We acknowledge the importance of incorporating a comprehensive evaluation framework that includes sequence labeling, which is fundamental in NLP tasks such as Part-of-Speech (POS) tagging, Named Entity Recognition (NER), chunking, semantic role labeling, and text segmentation. However, the primary focus of our current work is on assessing and comparing CO2 emissions under different experimental setups. While we recognize the value of a more extensive evaluation, including sequence labeling, our aim here is to highlight the environmental impact of training large language models. We will certainly consider including a broader evaluation framework in future work to provide a more holistic assessment of model performance across various NLP tasks.

4.4 Discussion of financial implication

One prominent drawback of utilizing the A100 GPU for training is that the net cost of using it is higher. In our experiment, the A100 GPU increased RAM usage, which can result in higher expenses for companies and individuals utilizing it for model training. Additionally, the base price to buy the GPU is also more expensive, e.g. one listing on Amazon sells the GPU for $6,799.Footnote 1 This is comparatively much more expensive than the T4 GPU sold on the same website for a listing of $1,175.99.Footnote 2 This factor poses a concern, as the cost implications might limit its feasibility as an accessible option for many.

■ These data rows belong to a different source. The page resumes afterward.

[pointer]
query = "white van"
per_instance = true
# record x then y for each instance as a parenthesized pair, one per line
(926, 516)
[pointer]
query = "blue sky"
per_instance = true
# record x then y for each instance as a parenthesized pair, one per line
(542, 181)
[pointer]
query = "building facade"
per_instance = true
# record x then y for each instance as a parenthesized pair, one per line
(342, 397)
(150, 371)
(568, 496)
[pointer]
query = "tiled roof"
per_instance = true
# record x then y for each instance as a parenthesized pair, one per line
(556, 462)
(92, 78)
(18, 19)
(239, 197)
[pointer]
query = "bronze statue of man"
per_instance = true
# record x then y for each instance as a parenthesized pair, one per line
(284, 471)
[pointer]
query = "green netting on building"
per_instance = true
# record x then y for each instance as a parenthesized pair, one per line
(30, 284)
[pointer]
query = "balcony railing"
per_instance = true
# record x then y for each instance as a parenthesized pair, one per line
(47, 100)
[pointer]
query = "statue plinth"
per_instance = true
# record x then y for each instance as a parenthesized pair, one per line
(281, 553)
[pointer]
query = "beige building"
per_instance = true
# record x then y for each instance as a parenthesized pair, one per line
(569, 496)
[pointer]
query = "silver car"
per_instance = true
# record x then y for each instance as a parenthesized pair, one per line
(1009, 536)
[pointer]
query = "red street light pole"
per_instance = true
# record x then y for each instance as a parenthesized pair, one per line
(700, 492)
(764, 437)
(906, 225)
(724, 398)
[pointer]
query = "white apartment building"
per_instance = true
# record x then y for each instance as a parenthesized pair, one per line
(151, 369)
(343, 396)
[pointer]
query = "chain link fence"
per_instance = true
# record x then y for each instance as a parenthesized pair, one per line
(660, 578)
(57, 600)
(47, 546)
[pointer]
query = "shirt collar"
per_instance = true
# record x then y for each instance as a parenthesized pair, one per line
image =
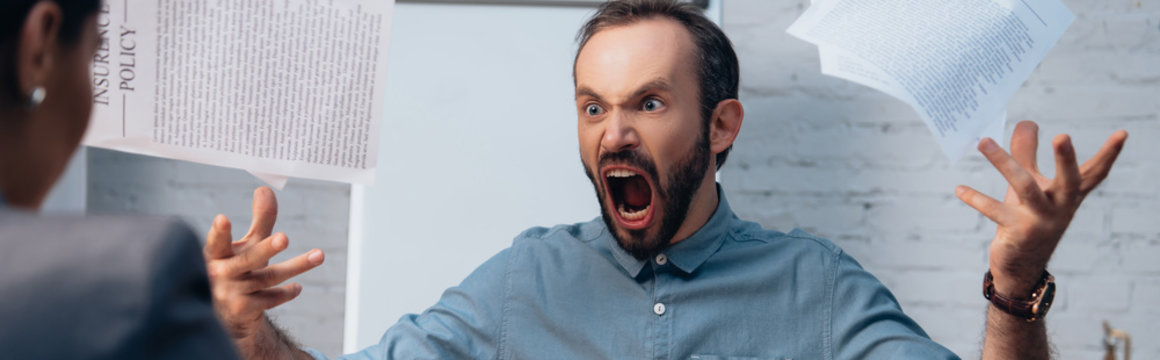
(690, 253)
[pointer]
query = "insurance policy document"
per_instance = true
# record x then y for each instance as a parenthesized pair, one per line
(278, 88)
(956, 62)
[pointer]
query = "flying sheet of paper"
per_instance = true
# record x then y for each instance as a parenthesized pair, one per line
(956, 62)
(278, 88)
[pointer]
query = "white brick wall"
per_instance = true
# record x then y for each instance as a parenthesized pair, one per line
(861, 168)
(312, 214)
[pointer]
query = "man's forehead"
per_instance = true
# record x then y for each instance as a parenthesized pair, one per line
(623, 58)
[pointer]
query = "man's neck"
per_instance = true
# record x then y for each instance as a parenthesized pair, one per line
(701, 209)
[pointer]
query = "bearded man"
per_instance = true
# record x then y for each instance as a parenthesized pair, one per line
(668, 271)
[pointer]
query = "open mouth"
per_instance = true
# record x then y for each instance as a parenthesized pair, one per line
(631, 194)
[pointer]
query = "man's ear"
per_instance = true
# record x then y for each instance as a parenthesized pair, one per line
(725, 124)
(38, 42)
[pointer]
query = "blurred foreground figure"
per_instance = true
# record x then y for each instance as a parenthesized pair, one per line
(81, 287)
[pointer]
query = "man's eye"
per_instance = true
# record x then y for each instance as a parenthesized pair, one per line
(652, 105)
(594, 110)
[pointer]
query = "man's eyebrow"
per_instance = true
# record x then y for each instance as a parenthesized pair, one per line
(654, 85)
(584, 91)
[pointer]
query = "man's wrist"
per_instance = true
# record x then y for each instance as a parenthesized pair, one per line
(1015, 286)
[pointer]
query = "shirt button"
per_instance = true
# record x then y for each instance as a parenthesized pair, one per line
(661, 259)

This begs the question of whether training large language models in an environmentally sustainable way is truly an affordable option for any individual looking to conduct NLP model training. The trade-off between its environmental benefits and the associated financial implications necessitates careful consideration and further exploration of cost-effective alternatives to make sustainable AI practices more widely attainable.

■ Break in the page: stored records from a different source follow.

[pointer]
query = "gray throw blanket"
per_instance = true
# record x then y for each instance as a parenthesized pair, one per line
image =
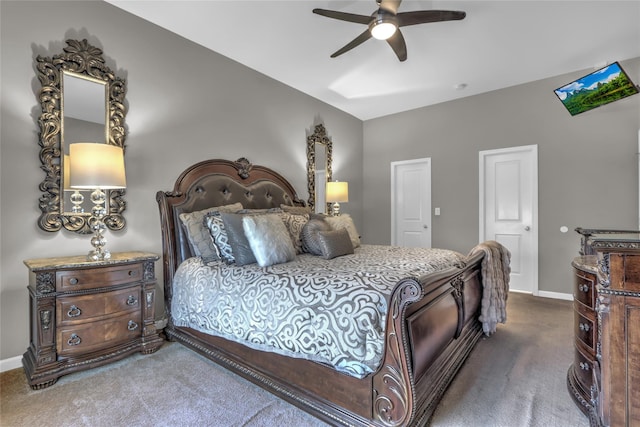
(496, 268)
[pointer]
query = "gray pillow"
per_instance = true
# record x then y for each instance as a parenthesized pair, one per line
(269, 239)
(197, 233)
(345, 221)
(242, 252)
(218, 234)
(335, 243)
(294, 224)
(309, 235)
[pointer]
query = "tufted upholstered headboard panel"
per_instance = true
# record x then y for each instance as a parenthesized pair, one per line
(215, 183)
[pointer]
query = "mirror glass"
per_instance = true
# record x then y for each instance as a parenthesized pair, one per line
(84, 119)
(319, 159)
(82, 100)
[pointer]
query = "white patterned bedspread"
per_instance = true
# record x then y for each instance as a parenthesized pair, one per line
(329, 311)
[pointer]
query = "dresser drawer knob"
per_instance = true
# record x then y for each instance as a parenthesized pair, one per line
(74, 340)
(74, 311)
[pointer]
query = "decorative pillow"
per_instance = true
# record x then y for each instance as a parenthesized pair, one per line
(298, 210)
(294, 224)
(198, 235)
(242, 252)
(345, 221)
(309, 235)
(219, 236)
(259, 211)
(334, 243)
(269, 239)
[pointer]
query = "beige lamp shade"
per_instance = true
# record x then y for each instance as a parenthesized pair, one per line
(65, 173)
(93, 165)
(337, 192)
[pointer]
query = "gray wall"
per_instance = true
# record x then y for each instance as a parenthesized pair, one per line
(588, 166)
(186, 104)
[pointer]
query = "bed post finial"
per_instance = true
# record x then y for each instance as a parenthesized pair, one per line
(244, 167)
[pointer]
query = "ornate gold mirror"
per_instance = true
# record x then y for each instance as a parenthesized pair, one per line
(319, 158)
(82, 101)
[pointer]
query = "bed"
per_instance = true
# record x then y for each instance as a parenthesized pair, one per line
(428, 323)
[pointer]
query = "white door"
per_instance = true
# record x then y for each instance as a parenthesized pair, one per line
(411, 203)
(509, 209)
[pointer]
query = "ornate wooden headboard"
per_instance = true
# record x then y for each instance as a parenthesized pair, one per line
(211, 183)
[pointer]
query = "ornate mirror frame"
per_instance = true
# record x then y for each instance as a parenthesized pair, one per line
(317, 138)
(84, 60)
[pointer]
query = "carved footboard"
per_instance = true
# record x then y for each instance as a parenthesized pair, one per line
(432, 327)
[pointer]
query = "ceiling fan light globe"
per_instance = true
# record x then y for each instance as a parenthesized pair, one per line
(383, 30)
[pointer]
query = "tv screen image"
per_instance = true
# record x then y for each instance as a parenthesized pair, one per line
(601, 87)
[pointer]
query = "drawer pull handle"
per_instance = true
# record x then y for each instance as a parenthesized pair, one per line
(74, 340)
(74, 311)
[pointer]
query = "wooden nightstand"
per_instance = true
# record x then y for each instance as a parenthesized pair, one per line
(85, 314)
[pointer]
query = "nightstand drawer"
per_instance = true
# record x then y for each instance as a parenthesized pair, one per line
(585, 330)
(87, 337)
(80, 279)
(86, 308)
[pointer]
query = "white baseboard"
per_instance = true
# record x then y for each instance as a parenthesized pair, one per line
(11, 363)
(555, 295)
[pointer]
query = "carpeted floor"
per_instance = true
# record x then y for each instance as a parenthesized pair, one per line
(516, 378)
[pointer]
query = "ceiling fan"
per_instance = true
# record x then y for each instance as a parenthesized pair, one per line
(385, 23)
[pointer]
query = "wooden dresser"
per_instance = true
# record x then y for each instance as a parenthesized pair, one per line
(604, 379)
(87, 313)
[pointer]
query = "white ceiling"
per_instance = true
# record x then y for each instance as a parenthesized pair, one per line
(499, 44)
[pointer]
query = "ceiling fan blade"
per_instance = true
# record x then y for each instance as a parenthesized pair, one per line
(425, 16)
(343, 16)
(366, 35)
(396, 41)
(390, 5)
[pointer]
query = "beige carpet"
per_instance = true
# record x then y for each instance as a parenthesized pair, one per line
(515, 378)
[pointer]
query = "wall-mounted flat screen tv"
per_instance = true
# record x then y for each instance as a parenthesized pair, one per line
(601, 87)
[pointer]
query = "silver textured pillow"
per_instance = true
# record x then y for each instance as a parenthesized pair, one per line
(219, 236)
(309, 235)
(345, 221)
(269, 239)
(294, 224)
(242, 252)
(197, 233)
(334, 243)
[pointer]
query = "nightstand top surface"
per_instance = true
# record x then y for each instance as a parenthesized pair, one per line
(81, 260)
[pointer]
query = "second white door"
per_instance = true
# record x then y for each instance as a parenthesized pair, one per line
(411, 203)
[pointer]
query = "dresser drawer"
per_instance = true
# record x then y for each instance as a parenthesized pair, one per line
(87, 337)
(86, 308)
(585, 330)
(583, 368)
(80, 279)
(583, 289)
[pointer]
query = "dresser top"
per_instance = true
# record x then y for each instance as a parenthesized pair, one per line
(81, 260)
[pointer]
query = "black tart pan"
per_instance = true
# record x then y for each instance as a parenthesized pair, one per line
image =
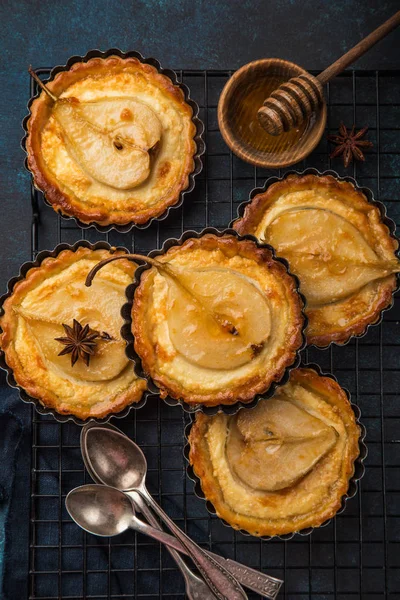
(198, 166)
(391, 225)
(359, 468)
(126, 330)
(41, 409)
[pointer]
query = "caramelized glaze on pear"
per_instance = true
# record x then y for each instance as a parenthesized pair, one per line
(235, 300)
(217, 317)
(332, 259)
(277, 443)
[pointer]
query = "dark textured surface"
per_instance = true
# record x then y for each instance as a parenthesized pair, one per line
(357, 554)
(182, 34)
(201, 35)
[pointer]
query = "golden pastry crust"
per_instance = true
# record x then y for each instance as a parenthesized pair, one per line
(340, 227)
(182, 375)
(68, 187)
(52, 294)
(312, 498)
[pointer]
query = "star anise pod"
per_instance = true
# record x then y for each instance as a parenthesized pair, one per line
(79, 341)
(349, 144)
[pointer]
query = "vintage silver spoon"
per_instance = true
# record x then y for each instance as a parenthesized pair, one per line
(106, 511)
(120, 462)
(102, 470)
(195, 587)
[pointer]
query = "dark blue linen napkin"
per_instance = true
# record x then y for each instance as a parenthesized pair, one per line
(15, 462)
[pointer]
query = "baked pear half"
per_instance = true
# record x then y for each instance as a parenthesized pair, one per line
(219, 323)
(62, 339)
(337, 244)
(111, 141)
(283, 466)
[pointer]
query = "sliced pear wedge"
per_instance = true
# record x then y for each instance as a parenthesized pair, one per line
(110, 139)
(111, 158)
(108, 361)
(331, 257)
(217, 318)
(201, 302)
(277, 443)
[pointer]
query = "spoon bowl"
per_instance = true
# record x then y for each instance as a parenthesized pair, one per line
(116, 461)
(99, 510)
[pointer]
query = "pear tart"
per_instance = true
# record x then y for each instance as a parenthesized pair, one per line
(337, 244)
(283, 466)
(220, 323)
(111, 141)
(62, 339)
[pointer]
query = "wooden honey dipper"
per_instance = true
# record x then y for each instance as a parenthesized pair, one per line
(295, 100)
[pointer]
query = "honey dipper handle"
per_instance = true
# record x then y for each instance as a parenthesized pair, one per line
(359, 49)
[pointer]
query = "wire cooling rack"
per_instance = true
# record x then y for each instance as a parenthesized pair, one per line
(358, 554)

With that said, for individuals without the budget to use a more expensive, faster GPU to decrease emissions, there are still other options. In fact, using a lighter model or modifying an existing model to have fewer model parameters are both viable strategies for saving on computational costs, as well as providing the added benefit of lowering CO2 emissions.

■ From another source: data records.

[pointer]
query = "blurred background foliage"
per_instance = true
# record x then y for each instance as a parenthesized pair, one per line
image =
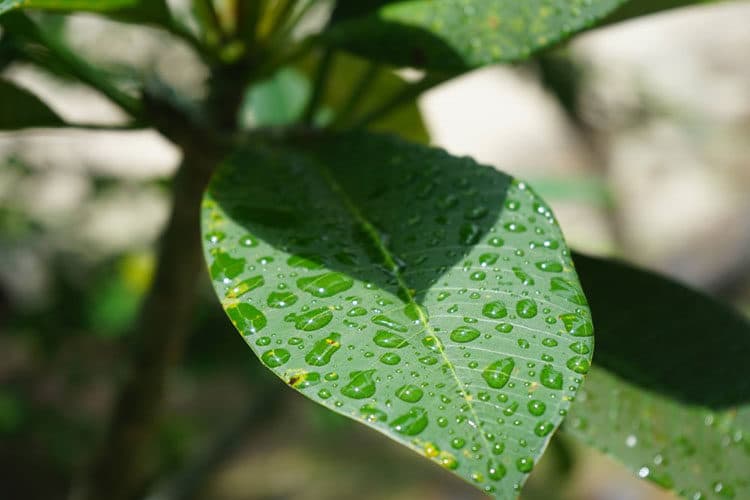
(637, 134)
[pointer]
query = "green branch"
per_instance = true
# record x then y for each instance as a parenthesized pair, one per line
(21, 26)
(319, 87)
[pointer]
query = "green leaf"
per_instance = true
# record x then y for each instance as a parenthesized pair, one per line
(691, 450)
(670, 395)
(415, 292)
(460, 34)
(21, 109)
(666, 337)
(380, 85)
(279, 100)
(144, 10)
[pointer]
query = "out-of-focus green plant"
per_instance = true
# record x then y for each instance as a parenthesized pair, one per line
(426, 296)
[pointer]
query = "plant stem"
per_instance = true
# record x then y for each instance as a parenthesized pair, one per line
(319, 87)
(209, 21)
(164, 320)
(187, 483)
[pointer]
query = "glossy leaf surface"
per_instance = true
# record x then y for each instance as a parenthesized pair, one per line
(21, 109)
(696, 452)
(666, 337)
(669, 396)
(426, 296)
(460, 34)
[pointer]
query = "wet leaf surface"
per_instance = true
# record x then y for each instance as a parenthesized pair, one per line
(670, 392)
(426, 296)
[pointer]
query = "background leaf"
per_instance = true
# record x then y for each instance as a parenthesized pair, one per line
(666, 337)
(134, 10)
(279, 100)
(21, 109)
(694, 451)
(426, 296)
(669, 395)
(460, 34)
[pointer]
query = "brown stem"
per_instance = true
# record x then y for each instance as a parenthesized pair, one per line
(118, 468)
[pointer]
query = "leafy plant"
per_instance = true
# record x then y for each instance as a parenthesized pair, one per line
(423, 295)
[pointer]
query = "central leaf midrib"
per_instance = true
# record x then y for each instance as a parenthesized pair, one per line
(388, 259)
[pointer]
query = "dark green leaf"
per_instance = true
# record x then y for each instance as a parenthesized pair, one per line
(670, 395)
(696, 452)
(21, 109)
(460, 34)
(423, 295)
(280, 100)
(666, 337)
(381, 86)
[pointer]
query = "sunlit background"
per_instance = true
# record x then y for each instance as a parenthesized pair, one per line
(638, 135)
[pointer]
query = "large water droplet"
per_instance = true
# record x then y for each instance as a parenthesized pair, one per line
(373, 414)
(579, 364)
(498, 373)
(525, 464)
(387, 322)
(275, 357)
(361, 385)
(313, 319)
(389, 340)
(495, 310)
(577, 325)
(551, 378)
(495, 470)
(390, 358)
(246, 318)
(536, 407)
(411, 423)
(245, 286)
(464, 334)
(225, 266)
(323, 349)
(469, 234)
(549, 266)
(409, 393)
(281, 299)
(568, 290)
(325, 285)
(526, 308)
(306, 262)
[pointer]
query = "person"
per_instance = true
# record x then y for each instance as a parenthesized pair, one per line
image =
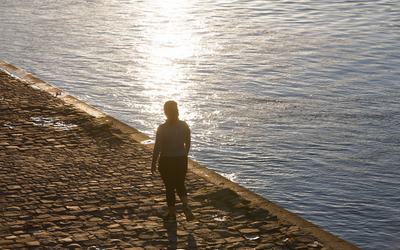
(173, 145)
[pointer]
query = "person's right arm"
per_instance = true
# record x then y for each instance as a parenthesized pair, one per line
(156, 151)
(187, 142)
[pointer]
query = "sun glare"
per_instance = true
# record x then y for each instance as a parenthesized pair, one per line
(169, 42)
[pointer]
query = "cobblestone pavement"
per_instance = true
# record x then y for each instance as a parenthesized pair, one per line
(68, 181)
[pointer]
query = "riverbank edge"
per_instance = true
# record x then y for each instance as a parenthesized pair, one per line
(326, 238)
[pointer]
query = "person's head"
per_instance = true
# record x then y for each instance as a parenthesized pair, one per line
(171, 111)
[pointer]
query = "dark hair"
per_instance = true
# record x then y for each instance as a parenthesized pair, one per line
(171, 111)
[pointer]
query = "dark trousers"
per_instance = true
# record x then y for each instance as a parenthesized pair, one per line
(173, 172)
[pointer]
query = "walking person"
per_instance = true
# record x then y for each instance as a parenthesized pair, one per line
(171, 150)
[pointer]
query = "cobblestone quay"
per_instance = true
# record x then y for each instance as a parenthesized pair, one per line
(69, 180)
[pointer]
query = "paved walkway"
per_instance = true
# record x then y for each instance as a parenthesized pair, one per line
(69, 181)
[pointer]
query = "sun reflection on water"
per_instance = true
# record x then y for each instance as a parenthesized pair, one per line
(170, 42)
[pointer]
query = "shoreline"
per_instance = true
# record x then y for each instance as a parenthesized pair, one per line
(328, 240)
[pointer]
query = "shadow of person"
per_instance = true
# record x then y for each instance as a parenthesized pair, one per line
(191, 242)
(172, 232)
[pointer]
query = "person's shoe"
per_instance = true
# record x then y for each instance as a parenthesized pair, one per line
(188, 213)
(169, 218)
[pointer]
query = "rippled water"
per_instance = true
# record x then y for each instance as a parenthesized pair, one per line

We want to clarify that our paper does not assume only large companies can consider environmental impacts. We understand how readers might infer this conclusion, but our intention was to highlight that large companies often have the resources to invest in a higher volume of GPUs, which naturally leads to more significant computational capacity and, consequently, a higher environmental impact. We do not imply that smaller entities are incapable of contributing to environmentally sustainable practices. Instead, we emphasize that larger companies, having already invested heavily in GPU infrastructure, should be particularly mindful of their environmental footprint. Our discussion aims to urge those with extensive computational resources to consider the environmental implications of their operations. Nonetheless, we also provide strategies for individuals and smaller entities to reduce computational costs and emissions, such as using lighter models or reducing model parameters, thereby promoting sustainable AI practices across all scales.

5 Conclusion

By implementing straightforward yet effective strategies, such as employing lighter models and faster GPUs, we can significantly lower a model’s CO2 emissions without compromising model robustness and performance. To do so comes with certain drawbacks, such as allocating an appropriate budget for better GPUs. It additionally requires the selection of lighter models or at least the expenditure of effort into reducing model parameters of existing models. However, this is a necessary step forward for the NLP field as embracing environmentally safe practices while maintaining results will not only be necessary to reduce the environmental damage of large language model training, but also promises new horizons for sustainable and robust, high-performing models in the NLP field through added benefits in model efficiency and speed.